Incomplete certificate chain Your server is presenting your certificate but not the intermediate certificates that connect it to a trusted root CA. Browsers that have cached the intermediate can connect; others see an error.
Fix: Configure your web server to send the full chain. With Nginx, use ssl_certificate pointing to a file that includes both your certificate and the intermediate bundle. With Apache, use SSLCertificateChainFile.
Check for this issue specifically:
openssl s_client -connect example.com:443 -servername example.com </dev/null 2>/dev/null | grep -A 1 "Certificate chain"You should see at least 2 certificates in the chain (your certificate + intermediate).
Self-signed certificate Browsers don't trust certificates that aren't signed by a recognised CA. Self-signed certificates are fine for internal development but will trigger warnings for any public-facing site.
Fix: Get a certificate from a trusted CA. Let's Encrypt is free and automated for public domains.
Weak cipher suite The server negotiates a TLS connection using outdated or weak algorithms (RC4, DES, export-grade ciphers, TLS 1.0/1.1).
Check with:
nmap --script ssl-enum-ciphers -p 443 example.comFix: Update your web server's SSL configuration to modern cipher suites only.

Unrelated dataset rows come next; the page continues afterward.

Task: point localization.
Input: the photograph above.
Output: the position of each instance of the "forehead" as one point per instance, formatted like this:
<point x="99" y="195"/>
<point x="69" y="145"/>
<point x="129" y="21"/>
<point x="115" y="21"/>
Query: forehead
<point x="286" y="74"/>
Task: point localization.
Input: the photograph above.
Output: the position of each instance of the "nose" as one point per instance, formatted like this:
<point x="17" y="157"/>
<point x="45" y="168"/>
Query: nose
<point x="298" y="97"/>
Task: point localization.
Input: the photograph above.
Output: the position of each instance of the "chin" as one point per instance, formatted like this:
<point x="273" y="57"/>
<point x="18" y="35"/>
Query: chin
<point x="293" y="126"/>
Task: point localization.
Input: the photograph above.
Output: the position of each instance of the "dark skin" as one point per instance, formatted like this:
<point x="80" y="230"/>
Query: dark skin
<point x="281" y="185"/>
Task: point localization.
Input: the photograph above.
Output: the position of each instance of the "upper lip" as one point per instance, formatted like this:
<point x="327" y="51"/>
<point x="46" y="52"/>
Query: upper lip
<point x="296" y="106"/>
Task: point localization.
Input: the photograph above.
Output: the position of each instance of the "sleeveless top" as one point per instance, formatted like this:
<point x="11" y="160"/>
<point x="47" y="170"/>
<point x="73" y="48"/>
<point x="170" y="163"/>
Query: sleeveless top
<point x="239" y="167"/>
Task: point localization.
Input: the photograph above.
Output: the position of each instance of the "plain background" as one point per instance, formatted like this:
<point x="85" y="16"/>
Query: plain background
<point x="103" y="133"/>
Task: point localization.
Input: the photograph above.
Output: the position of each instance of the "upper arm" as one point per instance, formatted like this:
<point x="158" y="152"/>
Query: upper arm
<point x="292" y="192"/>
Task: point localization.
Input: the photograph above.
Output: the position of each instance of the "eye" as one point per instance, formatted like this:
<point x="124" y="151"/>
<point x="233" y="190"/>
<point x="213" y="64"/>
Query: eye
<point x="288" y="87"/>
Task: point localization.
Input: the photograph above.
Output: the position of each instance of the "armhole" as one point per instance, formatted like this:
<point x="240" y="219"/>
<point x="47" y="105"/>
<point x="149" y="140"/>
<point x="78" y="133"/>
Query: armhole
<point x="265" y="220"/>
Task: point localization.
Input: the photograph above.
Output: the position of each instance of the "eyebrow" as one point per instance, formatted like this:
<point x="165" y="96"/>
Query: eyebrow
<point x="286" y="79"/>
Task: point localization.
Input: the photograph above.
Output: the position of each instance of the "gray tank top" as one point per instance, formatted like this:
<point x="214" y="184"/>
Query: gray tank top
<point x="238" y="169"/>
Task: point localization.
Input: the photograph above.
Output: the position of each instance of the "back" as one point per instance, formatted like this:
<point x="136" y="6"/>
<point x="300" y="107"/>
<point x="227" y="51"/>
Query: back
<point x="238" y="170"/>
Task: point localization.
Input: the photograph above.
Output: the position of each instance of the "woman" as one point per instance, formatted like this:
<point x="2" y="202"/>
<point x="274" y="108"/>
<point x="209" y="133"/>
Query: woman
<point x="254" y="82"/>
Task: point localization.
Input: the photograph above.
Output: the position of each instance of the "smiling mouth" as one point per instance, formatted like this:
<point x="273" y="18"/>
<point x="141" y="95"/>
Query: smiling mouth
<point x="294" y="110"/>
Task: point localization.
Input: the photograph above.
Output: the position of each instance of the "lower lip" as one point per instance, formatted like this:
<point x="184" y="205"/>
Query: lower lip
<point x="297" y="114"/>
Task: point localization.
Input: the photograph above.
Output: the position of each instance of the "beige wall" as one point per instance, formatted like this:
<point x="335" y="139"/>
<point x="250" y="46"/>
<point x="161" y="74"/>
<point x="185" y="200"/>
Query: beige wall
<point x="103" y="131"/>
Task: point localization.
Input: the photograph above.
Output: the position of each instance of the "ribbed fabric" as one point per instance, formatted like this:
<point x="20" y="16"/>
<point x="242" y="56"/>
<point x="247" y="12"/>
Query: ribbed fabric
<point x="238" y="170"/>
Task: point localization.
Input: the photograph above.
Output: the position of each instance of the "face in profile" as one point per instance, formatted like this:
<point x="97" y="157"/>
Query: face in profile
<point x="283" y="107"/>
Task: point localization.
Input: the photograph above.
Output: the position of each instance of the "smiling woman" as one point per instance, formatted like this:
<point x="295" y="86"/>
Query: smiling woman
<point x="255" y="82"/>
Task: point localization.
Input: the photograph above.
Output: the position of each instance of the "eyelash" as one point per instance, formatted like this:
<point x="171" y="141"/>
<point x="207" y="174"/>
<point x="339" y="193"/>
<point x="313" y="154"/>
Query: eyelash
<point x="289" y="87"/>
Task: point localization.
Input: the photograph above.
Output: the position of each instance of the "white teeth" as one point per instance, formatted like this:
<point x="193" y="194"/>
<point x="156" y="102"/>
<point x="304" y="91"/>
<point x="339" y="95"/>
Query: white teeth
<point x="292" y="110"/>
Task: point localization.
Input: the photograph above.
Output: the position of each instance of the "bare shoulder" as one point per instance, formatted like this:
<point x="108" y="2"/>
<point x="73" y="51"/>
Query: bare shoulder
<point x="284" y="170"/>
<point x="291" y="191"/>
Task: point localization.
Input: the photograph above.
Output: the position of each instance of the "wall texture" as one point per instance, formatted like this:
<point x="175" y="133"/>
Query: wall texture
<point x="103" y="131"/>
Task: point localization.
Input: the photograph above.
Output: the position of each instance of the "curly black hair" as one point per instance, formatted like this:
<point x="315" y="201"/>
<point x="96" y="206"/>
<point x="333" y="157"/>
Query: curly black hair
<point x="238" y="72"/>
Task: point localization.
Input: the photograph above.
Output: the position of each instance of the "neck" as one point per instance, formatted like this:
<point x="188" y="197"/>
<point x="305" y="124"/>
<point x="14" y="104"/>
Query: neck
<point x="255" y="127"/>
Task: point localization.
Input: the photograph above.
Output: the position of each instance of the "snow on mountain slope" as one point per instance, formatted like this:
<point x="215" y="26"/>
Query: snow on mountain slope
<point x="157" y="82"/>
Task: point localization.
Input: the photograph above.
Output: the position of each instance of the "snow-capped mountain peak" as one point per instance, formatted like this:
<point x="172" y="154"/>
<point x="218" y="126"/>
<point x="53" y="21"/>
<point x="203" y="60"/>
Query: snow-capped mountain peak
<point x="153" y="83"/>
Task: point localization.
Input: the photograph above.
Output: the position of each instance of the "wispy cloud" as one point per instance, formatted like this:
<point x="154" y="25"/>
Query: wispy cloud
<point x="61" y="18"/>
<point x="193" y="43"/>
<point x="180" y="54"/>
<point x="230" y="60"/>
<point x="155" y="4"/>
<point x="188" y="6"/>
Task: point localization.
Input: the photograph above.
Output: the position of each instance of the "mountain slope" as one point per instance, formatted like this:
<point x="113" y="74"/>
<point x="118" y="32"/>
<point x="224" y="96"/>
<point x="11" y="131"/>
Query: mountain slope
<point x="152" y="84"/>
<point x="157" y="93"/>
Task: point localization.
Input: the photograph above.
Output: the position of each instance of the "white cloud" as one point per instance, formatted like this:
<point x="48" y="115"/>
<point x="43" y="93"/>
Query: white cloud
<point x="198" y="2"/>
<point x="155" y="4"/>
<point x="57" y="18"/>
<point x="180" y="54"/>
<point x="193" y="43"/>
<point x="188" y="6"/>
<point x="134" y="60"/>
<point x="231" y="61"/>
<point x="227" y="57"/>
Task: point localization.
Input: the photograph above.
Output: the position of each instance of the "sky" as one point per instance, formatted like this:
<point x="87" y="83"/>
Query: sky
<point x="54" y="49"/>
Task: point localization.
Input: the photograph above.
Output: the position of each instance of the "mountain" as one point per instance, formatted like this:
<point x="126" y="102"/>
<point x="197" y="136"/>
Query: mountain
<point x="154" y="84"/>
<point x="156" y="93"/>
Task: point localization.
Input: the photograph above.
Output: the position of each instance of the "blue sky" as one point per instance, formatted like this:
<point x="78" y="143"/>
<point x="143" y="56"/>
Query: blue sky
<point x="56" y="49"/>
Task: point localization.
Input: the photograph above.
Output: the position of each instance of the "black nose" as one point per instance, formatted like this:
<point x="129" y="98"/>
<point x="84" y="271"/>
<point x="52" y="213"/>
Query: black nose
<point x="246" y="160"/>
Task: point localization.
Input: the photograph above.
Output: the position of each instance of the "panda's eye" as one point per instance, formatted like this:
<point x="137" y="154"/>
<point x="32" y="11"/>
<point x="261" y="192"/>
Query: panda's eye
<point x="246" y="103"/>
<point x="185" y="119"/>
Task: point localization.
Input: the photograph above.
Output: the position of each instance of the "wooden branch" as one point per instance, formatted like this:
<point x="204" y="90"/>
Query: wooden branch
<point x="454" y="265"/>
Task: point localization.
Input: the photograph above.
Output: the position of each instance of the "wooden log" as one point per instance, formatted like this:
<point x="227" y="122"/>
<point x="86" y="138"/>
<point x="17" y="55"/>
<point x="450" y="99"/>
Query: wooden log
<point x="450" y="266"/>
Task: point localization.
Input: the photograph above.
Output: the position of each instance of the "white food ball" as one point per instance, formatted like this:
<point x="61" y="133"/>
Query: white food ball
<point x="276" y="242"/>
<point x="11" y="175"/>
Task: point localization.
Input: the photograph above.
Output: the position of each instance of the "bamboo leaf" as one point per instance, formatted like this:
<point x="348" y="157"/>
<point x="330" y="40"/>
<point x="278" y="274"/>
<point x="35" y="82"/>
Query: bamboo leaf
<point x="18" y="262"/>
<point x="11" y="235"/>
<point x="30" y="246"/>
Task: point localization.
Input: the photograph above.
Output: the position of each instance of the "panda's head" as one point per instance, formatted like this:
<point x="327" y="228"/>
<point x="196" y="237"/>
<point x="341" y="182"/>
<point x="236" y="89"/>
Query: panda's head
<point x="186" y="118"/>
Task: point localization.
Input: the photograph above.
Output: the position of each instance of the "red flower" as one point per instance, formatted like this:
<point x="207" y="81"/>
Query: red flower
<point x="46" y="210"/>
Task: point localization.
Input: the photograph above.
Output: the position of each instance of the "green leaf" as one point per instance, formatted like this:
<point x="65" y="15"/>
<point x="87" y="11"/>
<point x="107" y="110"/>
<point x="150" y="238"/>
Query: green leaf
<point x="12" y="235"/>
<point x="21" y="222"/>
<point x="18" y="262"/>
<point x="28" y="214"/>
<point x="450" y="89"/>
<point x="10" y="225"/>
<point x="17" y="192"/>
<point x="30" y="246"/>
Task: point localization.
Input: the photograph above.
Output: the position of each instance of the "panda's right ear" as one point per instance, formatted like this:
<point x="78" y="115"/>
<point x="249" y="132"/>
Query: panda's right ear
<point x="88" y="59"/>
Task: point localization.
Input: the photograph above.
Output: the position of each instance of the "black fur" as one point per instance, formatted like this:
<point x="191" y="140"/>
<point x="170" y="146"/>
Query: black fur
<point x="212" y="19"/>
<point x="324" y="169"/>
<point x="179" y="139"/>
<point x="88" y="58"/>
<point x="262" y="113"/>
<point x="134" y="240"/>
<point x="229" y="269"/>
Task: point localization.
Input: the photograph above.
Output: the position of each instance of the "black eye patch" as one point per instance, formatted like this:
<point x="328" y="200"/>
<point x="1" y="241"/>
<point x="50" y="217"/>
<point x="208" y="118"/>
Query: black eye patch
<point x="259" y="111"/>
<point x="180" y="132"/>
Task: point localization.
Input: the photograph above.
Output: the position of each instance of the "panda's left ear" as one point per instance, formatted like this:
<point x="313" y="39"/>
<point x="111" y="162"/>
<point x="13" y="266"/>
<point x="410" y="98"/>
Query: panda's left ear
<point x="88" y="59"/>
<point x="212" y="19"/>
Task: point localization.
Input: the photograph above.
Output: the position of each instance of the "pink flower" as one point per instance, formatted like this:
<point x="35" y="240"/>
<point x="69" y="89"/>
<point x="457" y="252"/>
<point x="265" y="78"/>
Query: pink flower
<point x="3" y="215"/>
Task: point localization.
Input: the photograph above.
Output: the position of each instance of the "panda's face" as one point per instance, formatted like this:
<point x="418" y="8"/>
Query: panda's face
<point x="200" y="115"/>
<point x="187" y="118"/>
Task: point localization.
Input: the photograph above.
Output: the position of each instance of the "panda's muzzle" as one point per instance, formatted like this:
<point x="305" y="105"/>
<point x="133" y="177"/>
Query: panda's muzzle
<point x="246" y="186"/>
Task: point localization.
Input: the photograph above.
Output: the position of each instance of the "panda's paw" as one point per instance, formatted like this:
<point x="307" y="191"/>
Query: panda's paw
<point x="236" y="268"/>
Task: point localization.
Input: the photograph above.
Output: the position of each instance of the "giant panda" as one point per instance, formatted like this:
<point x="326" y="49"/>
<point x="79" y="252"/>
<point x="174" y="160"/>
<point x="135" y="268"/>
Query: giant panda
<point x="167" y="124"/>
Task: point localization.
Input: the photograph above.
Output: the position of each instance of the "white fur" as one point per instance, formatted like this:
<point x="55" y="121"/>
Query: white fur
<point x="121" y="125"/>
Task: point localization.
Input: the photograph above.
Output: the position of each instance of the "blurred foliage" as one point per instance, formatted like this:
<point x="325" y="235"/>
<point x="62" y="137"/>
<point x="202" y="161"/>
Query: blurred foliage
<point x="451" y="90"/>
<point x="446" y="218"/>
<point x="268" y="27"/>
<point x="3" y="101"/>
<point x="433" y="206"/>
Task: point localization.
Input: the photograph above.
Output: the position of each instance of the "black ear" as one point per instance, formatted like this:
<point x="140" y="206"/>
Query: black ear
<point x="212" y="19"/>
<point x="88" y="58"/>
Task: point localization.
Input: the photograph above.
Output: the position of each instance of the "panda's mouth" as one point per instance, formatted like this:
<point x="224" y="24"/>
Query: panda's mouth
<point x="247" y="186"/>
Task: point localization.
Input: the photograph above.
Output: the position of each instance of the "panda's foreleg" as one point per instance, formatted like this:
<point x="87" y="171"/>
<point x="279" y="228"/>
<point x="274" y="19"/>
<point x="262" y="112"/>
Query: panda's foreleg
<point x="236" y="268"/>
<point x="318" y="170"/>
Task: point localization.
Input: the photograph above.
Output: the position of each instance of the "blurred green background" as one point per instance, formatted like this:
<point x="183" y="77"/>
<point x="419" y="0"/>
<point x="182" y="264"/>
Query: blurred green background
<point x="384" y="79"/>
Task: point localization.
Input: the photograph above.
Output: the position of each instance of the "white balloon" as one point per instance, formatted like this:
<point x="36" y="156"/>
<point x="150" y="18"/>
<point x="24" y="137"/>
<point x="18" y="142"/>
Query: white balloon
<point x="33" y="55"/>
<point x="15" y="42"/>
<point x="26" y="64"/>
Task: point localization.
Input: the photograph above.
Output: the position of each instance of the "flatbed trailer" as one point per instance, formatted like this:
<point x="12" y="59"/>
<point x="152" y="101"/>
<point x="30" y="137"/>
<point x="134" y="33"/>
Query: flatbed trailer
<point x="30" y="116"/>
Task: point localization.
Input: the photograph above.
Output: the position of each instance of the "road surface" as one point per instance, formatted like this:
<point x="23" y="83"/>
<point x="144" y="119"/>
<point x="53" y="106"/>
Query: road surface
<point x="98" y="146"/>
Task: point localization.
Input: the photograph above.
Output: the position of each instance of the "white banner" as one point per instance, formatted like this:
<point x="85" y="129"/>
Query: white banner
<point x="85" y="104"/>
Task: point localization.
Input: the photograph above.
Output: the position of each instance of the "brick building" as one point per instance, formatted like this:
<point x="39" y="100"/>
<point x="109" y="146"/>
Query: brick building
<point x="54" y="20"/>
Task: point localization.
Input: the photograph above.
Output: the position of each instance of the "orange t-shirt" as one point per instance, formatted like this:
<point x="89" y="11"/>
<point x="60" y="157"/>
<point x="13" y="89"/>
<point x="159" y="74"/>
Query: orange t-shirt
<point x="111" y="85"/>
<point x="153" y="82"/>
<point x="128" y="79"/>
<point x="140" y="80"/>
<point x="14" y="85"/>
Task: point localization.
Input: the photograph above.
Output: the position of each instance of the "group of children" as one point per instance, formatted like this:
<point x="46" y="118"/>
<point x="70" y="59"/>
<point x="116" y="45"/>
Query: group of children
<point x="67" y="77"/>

Mozilla's SSL Configuration Generator generates ready-to-paste configs for Nginx, Apache, and others.
Certificate Monitoring
Manually checking certificates before they expire doesn't scale. Options for automated monitoring:
Certbot auto-renewal: If you're using Let's Encrypt, Certbot sets up a cron job or systemd timer that auto-renews certificates when they have less than 30 days remaining. Verify it's working: certbot renew --dry-run
Uptime monitoring services: Most uptime monitors (UptimeRobot, Freshping, Better Uptime) include certificate expiry alerts. Set a 30-day warning threshold.
Custom script in cron: A simple bash script using the openssl command above can check expiry and send an email alert.
#!/bin/bash
DOMAIN="example.com"
DAYS_LEFT=$(echo | openssl s_client -connect $DOMAIN:443 -servername $DOMAIN 2>/dev/null | openssl x509 -noout -enddate | cut -d= -f2 | xargs -I{} python3 -c "from datetime import datetime; print((datetime.strptime('{}', '%b %d %H:%M:%S %Y %Z') - datetime.utcnow()).days)")
if [ "$DAYS_LEFT" -lt 30 ]; then
echo "Certificate for $DOMAIN expires in $DAYS_LEFT days" | mail -s "SSL Warning" admin@example.com
fiThe Bottom Line
Certificate issues are predictable and preventable. The main ones — expiry, domain mismatch, incomplete chain — all show up clearly in an SSL check.
Run a check on any domain with the SSL Checker tool. For production servers, set up expiry monitoring with at least a 30-day alert window. And if you're still on TLS 1.0 or 1.1, disable them — any modern server should be TLS 1.2+ only.